Wagt aus Pierre Ramus blödem Kohl „die Neuschöpfung der Gesellschaft“ ein lesbares, für das Studium des Arbeiters notwendiges Werk zu machen. Marxismus und Autorität ist für Wollin eins. Damit beweist er, daß er vom Marxismus wenig weiß, ihn, wohl von seinen Epigonen ausgelegt erhalten, jedoch selbst niemals verdaut hat. Die Empfehlung Pierre Rasmus genügt, um seine ganze Broschüre unmöglich zu machen. O, wie regt er sich auf, daß der Marxist den Begriff Recht (als Beispiel) nur einseitig behandeln kann. Ja, Wollin ist ein Allerweltskerl, er ist nicht „einseitig“ wie Karl Marx. Nein, er durchfliegt den Weltenraum, studiert das Mondgesicht, umkreist den Mars. Fällt auf die Erde zurück, durchwühlt ihre Gesteinsmassen. Schicht auf Schicht wird geologisch untersucht, bis er auf Knochenreste vorsintflutlicher Tiere stößt. Dann fängt er an die Entwicklung durchzugehen bis hinauf zu Pierre Rasmus. — Der Extrakt seines Planes gleich Null. Unverwendbar, ja schädlich für das Proletariat. Die Wissenschaft „an sich“ fesselt nicht, die Wissenschaft „für uns“ ist allein fördernd. Das Denken der Menschen ist begrenzt und richtet sich nach ihrem materiellen Sein. Der Buschmann in Afrika beschäftigt sich zuerst mit den Pflanzen, die er essen muß, er untersucht sie auf ihre Genießbarkeit. Der moderne Fabrikproletarier begreift zuerst, daß die Gesellschaftsordnung ihn hungern läßt und wird zuerst nach Wegen suchen, die ändern können. Nach vergeblichen reformistischen Versuchen innerhalb dieser Gesellschaft eine Aenderung zu erreichen, wird er das Uebel im System der Gesellschaft selbst erkennen.
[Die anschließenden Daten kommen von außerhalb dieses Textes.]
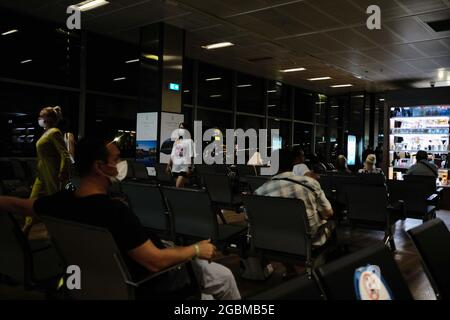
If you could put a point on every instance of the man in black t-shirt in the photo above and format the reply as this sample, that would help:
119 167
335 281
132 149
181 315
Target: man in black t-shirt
98 164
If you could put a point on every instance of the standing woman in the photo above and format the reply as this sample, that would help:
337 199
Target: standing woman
53 161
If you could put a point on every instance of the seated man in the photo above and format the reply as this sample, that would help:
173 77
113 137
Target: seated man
288 185
423 167
99 165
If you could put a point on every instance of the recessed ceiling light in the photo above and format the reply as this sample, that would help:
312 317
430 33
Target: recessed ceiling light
320 78
90 4
132 61
218 45
293 70
9 32
341 85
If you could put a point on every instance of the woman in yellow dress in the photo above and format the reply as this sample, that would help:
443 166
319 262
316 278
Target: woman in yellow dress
53 161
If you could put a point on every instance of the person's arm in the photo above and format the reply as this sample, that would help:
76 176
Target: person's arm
64 167
155 259
17 205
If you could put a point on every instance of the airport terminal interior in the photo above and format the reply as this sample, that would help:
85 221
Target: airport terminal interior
206 149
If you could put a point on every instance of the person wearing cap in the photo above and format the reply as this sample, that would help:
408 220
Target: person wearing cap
422 167
369 166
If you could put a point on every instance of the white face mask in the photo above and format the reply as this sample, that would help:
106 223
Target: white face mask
42 123
122 169
182 132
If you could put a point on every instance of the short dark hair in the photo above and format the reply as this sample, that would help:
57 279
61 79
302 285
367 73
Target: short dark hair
87 152
421 155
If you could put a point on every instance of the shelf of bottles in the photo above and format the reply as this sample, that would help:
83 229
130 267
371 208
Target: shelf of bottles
418 128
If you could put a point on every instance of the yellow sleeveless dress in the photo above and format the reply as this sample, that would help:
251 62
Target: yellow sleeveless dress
52 159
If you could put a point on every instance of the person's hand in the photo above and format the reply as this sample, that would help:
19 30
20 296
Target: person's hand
207 250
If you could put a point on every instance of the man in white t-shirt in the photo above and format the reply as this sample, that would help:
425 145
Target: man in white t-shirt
181 158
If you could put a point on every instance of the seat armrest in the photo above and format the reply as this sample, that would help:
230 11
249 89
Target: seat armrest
154 275
432 197
396 210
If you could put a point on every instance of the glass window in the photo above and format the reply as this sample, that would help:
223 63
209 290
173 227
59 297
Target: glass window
19 129
284 128
335 113
321 141
187 80
303 106
214 87
38 51
250 94
356 114
113 65
303 136
321 107
188 115
214 119
279 100
110 117
246 122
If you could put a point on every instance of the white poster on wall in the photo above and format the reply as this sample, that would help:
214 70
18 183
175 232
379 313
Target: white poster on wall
169 122
147 140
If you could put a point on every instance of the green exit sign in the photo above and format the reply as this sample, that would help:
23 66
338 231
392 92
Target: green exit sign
174 86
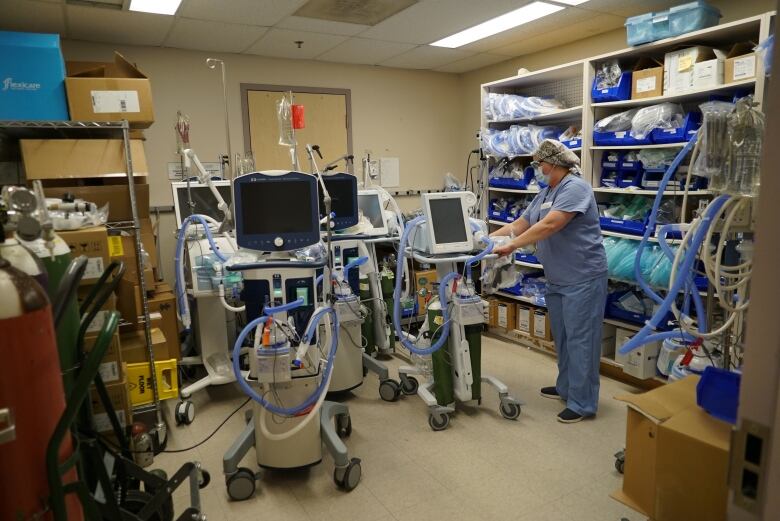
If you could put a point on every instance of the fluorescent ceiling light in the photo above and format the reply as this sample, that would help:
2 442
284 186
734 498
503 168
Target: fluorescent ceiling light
155 6
525 14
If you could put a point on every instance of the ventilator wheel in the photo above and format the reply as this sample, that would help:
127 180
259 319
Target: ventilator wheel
439 421
241 485
348 478
185 412
389 390
409 385
343 425
509 410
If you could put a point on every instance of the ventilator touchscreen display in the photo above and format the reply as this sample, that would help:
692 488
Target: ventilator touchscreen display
275 208
372 210
447 219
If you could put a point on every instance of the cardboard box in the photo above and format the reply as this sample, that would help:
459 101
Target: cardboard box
110 92
647 79
506 316
424 280
119 398
32 77
92 242
524 319
115 196
80 158
741 63
541 325
679 66
134 350
676 455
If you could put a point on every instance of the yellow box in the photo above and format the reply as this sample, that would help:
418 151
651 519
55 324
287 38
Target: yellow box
139 381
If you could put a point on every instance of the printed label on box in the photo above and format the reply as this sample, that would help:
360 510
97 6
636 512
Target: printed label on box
115 101
94 268
645 84
744 67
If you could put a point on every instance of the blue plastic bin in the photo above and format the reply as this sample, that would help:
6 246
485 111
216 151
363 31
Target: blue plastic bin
692 16
691 124
620 92
718 393
32 73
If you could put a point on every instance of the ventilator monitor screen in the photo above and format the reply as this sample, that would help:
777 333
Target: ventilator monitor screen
275 208
447 219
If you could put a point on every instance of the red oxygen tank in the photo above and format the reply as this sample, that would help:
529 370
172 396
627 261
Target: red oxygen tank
31 390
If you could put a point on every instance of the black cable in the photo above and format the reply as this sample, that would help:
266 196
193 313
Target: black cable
174 451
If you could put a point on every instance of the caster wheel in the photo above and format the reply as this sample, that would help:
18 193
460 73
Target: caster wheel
510 410
439 422
343 426
348 478
409 385
389 390
241 485
205 478
185 412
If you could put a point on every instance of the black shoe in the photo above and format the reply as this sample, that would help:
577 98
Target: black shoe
551 392
569 416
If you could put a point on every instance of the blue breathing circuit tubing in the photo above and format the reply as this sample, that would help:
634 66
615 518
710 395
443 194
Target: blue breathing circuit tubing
410 225
181 293
307 337
684 281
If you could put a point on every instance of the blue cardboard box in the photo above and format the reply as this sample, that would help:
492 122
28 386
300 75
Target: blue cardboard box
32 77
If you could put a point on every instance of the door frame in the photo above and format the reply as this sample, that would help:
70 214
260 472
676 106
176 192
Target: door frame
247 87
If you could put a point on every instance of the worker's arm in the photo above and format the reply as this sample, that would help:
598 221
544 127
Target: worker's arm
552 223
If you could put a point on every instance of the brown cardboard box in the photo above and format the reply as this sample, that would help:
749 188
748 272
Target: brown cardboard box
117 394
541 325
80 158
92 242
693 448
646 413
115 196
741 63
424 280
506 315
134 346
109 92
647 79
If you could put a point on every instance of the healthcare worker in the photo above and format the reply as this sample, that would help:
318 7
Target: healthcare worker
563 222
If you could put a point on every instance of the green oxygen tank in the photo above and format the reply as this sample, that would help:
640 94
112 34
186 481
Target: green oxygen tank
55 256
387 281
367 328
474 338
441 359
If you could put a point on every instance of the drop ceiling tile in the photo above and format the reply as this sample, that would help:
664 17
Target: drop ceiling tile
362 50
250 12
472 63
299 23
24 15
108 25
280 43
212 36
426 57
431 20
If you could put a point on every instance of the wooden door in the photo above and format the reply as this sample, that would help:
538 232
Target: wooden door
327 125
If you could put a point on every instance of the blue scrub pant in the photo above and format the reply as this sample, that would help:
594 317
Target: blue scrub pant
576 319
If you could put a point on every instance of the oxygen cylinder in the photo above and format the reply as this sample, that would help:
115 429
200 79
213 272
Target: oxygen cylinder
367 328
441 359
31 390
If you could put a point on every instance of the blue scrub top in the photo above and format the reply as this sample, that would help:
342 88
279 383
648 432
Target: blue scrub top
574 254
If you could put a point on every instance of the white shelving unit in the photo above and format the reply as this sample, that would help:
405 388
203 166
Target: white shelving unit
571 83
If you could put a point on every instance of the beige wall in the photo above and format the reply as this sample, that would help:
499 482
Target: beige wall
412 115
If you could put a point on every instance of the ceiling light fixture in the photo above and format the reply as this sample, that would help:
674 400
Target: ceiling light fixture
525 14
155 6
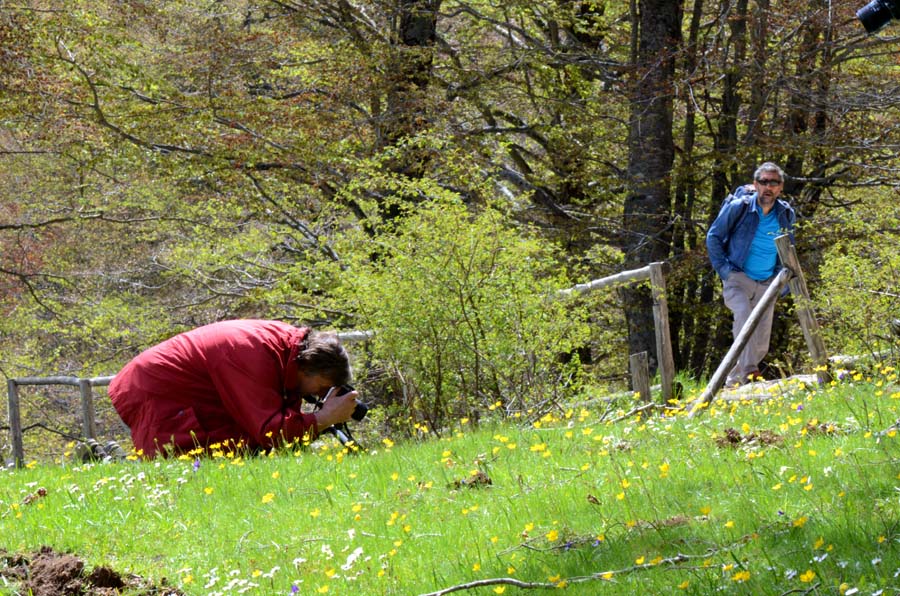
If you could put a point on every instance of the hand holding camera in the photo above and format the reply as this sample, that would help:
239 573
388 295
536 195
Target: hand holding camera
339 405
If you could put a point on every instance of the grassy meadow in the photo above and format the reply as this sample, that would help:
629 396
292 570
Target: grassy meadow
798 493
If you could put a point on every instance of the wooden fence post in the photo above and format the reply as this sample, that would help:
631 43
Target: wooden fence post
718 378
640 376
15 423
665 359
88 419
803 306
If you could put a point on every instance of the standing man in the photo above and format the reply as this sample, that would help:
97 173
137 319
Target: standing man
237 382
741 246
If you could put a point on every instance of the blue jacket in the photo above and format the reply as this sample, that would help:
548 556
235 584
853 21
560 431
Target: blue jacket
730 235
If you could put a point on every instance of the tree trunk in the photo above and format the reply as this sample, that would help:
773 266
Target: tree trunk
651 154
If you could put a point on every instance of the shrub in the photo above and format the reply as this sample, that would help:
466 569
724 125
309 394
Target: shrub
465 313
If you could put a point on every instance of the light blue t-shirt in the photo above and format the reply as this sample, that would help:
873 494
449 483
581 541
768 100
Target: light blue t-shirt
763 256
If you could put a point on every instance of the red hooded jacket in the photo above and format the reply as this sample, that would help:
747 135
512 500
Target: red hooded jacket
228 381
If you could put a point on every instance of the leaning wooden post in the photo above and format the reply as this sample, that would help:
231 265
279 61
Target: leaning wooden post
663 338
718 378
88 422
640 376
803 305
15 423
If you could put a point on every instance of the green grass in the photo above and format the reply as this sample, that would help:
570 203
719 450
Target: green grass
644 505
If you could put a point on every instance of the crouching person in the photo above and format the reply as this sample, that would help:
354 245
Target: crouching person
239 382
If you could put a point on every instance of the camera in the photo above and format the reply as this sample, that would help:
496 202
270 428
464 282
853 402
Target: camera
361 409
878 13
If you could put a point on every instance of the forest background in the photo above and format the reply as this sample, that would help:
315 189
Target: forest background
434 171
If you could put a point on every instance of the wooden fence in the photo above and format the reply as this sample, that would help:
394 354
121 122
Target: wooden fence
791 275
653 272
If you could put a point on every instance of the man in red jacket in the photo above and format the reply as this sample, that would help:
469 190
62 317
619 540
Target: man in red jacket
233 381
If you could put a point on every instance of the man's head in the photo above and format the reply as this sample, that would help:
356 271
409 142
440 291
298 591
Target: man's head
322 356
768 180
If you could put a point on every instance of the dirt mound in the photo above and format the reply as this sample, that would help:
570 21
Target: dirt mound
49 573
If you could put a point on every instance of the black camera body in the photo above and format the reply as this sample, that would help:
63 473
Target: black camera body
878 13
361 409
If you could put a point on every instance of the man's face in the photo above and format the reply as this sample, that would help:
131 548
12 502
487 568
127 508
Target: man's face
313 384
768 186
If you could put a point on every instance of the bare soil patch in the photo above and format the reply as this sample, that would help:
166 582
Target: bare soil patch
50 573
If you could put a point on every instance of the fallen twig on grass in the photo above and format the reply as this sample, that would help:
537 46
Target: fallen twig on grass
600 575
494 582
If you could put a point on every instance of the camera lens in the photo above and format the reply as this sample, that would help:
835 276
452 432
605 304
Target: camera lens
360 411
875 15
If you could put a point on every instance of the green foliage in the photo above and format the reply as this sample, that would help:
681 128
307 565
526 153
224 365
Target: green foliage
859 293
464 311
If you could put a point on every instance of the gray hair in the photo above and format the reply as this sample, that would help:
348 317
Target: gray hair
768 167
322 354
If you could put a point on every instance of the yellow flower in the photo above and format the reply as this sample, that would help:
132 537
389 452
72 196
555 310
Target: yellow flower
741 576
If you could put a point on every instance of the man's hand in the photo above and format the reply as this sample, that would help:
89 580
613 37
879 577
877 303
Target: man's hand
336 408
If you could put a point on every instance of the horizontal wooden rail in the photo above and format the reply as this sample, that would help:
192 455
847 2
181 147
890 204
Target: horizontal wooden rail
652 272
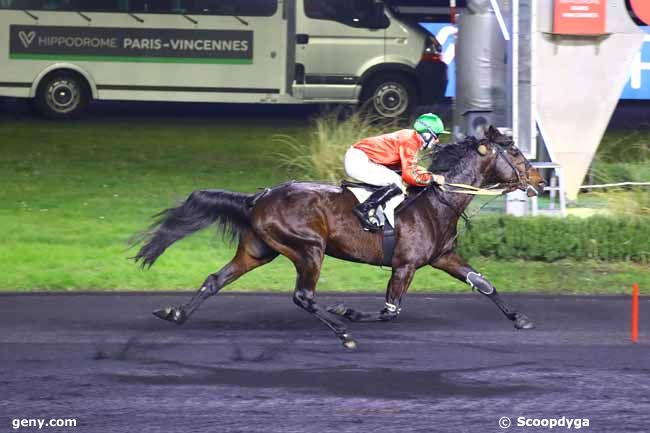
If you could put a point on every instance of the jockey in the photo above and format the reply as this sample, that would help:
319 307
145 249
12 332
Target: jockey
373 160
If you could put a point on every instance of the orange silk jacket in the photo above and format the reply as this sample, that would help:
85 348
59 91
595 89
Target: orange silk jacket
397 149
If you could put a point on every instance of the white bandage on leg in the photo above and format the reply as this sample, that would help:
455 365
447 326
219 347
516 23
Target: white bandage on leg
392 308
478 283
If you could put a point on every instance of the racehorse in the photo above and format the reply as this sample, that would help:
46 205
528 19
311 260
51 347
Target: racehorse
306 221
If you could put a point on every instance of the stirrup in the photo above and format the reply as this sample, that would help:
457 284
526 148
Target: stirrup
369 221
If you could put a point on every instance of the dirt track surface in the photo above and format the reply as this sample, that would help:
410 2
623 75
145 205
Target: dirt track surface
256 363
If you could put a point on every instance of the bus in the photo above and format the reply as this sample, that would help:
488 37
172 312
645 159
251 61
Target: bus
65 53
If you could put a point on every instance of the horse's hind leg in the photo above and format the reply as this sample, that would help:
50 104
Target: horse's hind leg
251 253
308 264
397 286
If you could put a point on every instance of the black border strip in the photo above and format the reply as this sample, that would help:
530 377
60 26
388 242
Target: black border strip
187 89
21 85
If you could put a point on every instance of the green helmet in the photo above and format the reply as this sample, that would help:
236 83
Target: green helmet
429 122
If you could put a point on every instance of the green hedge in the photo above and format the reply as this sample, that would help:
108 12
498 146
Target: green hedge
548 239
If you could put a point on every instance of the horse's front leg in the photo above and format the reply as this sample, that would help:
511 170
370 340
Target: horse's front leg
458 268
397 286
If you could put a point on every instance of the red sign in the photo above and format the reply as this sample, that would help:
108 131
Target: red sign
579 17
641 9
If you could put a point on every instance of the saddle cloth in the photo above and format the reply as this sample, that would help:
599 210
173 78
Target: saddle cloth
389 207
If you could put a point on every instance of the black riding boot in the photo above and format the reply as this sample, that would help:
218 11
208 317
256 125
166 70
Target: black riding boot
365 211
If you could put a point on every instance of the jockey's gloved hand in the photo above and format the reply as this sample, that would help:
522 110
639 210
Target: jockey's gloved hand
437 178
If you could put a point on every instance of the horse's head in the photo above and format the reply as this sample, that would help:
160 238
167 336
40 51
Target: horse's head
510 166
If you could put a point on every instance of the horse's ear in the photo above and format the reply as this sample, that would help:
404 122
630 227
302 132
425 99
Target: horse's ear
493 133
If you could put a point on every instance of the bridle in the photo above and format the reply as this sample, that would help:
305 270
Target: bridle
522 183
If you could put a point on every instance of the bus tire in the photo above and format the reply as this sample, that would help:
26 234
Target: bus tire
62 95
390 95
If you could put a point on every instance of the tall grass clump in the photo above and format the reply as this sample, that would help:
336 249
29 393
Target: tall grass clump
321 156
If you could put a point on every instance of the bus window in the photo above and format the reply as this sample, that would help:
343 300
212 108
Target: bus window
353 13
95 5
156 6
251 8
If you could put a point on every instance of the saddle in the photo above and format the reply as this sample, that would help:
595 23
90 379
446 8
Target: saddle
362 191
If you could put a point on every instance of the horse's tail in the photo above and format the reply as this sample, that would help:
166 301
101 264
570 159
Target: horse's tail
230 210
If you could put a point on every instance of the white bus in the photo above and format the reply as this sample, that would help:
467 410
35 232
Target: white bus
65 53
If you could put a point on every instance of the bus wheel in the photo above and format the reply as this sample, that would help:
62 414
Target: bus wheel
390 95
62 95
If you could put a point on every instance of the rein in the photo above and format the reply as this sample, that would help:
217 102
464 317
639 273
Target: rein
461 188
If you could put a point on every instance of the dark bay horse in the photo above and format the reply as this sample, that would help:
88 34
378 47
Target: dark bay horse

Nach darauf eingehenderem Gesellschaftsstudium wird er auch Mittel zu ihrer Beseitigung finden.

Diese vermittelt ihm die marxistische Weltanschauung, zu der sich auch Wollin, als Mitglied der Einheitsorganisation bekennen müßte. Sie hat lange schon den „wissenschaftlichen Plunder“, den Wollin empfiehlt, abgetan. Sie ist die Lehre vom Klassenkampf und benötigt zu ihrer restlosen Erfassung das ganze Leben des Proletariats, das heute nur Kampf sein kann. Wollin weiß nichts davon.

So ist sein „Werkchen“ ein Dreck und die Einheitsorganisation hat mit seiner Herausgabe einen Fehler begangen der nur gut zu machen ist, wenn alle noch erreichbaren Exemplare eingestampft werden.